The grade two students study a unit with the central idea of “People use symbols to be expressive and to communicate”. My coding with Legos lesson works well with this unit because part of the lesson is to develop a “programming language”. I talk to the students about how we are going to develop our own language using symbols to help a robot move Legos on a base plate. I show them what I mean by moving them. Then I ask them to think about what directions/moves they might need.

We generally end up with the usuals of forward, backward, move right, move left, turn right, turn left. We also decided that we needed pick up and put down for when to take the Lego off of the board and when to push it back into the board.

Once we have decided on our language we copy it down from the board so that it is in their math books for them to easily reference. They use math books with 1cm squares so I ask them to make sure that the symbol is in one square but not too close to the edges.

Then they begin to decide on a starting position. As a pair they

work together to decide where their Legos will begin. One of the lessons that I have learned by doing this is to give about 6 Legos that are different sizes and colours. This helps with the directions and knowing which piece to move.

After they find their starting position they need to draw that starting position on their paper. They have to decide how they will represent their Lego pieces when doing this. Some choose 4 Lego dots = 1 square, some decide 1dot = 1 square. This is a good time to see how the student’s spacial awareness is. I find that some students are very comfortable with making a copy of their starting position and some need a lot of guidance encouraging them to count rows and dots, in order to find the right spots on their paper. If I have a group that is really struggling and I am running out of time I take a picture and they finish at the beginning of the next lesson. This is usually the end of lesson one.

Lesson 2 begins with the students recreating their starting positions. Once they have found these starting positions I give them a bit of time to think about how they want their Legos to end up. I tell them that they must have some that are stacked, but that is all that I say. They play around with finding a pattern that they like.

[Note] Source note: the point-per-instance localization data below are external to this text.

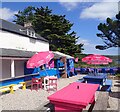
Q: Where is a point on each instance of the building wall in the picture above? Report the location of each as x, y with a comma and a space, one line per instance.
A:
5, 69
19, 67
14, 41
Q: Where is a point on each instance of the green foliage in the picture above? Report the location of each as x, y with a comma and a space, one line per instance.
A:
55, 28
110, 33
82, 64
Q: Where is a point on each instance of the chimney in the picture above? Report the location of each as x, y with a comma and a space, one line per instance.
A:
27, 24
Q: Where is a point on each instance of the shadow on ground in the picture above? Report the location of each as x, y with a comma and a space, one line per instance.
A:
50, 107
115, 94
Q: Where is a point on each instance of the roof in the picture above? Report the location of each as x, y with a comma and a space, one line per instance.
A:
59, 54
15, 53
18, 29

Then we come together and I say to them. “Now you have to program your robot. You need to tell you robot which colour Lego it should start with. Then draw that on your page and under it with one direction in each square write a program for your robot, using only the symbols.” The very cool thing about this part and most of the steps until here is that even the EAL learners are able to participate fully. Because this is not an activity that is English based they have no problems writing their code with their partner. For them it must be a relief to be able to do a lesson where English is not a huge focus. Once they understand what they are doing they need very little help.



At points along the way, I will interrupt them and be the “robot”. I try out their code and see if I get to the places that they want me to get. The biggest issue so far is the interpretation of a turn right or turn left command. That can make all of the difference. Since these are just second graders I tell them that they must show their robot before it starts what their turns look like, so the robot can try to copy it. If I was doing this with older kids I would have them figure out a way to embed it into the coding of the program. I generally need at least three full lessons to complete this activity, but one of the nice things is that it works so well in the classroom, I can leave it with the teachers and they finish it. This frees up our IT time to work on something else.

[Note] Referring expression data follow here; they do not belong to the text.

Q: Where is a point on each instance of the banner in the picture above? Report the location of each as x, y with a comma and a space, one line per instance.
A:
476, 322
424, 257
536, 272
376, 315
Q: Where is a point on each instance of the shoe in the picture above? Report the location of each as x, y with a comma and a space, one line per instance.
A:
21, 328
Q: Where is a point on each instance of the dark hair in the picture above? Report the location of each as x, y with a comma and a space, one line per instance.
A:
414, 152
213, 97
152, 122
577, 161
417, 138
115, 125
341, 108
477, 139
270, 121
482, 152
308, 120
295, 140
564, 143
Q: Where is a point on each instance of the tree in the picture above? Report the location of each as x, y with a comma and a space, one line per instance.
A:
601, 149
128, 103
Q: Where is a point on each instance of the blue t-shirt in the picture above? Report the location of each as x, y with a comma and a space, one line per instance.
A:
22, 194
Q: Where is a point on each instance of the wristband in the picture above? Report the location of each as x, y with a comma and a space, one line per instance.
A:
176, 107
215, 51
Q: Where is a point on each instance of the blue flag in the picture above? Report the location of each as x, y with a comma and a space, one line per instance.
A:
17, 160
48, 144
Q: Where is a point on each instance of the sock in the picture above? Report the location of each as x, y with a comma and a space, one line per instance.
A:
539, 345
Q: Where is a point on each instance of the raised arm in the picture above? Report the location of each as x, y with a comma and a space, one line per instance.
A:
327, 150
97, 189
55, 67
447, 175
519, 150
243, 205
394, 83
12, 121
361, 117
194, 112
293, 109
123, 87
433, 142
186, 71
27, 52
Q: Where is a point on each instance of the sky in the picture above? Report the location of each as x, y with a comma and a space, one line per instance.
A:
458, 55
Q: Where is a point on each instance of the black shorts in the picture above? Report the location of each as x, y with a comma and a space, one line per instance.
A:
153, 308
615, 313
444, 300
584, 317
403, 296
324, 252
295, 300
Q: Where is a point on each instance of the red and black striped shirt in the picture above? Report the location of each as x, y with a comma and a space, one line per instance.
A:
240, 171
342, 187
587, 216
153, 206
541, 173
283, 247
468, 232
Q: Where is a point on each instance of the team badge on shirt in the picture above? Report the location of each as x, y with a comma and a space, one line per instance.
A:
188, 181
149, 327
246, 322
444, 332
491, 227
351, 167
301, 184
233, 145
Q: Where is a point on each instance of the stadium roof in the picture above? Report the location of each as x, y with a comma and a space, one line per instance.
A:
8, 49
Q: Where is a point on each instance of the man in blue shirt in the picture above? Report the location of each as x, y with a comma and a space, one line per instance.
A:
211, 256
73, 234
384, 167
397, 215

For me for IT the goals of this lesson are an introduction to coding/programming, using problem solving techniques to fix programming errors and making an authentic connection from the curriculum to my subject. For a classroom teacher the goals of this lesson could include using problem solving techniques, instructional writing techniques, working in partners, proofreading their work to clarify it, and organizing their steps in a sequence. I am sure depending on your scope and sequence documents this list could change and grow.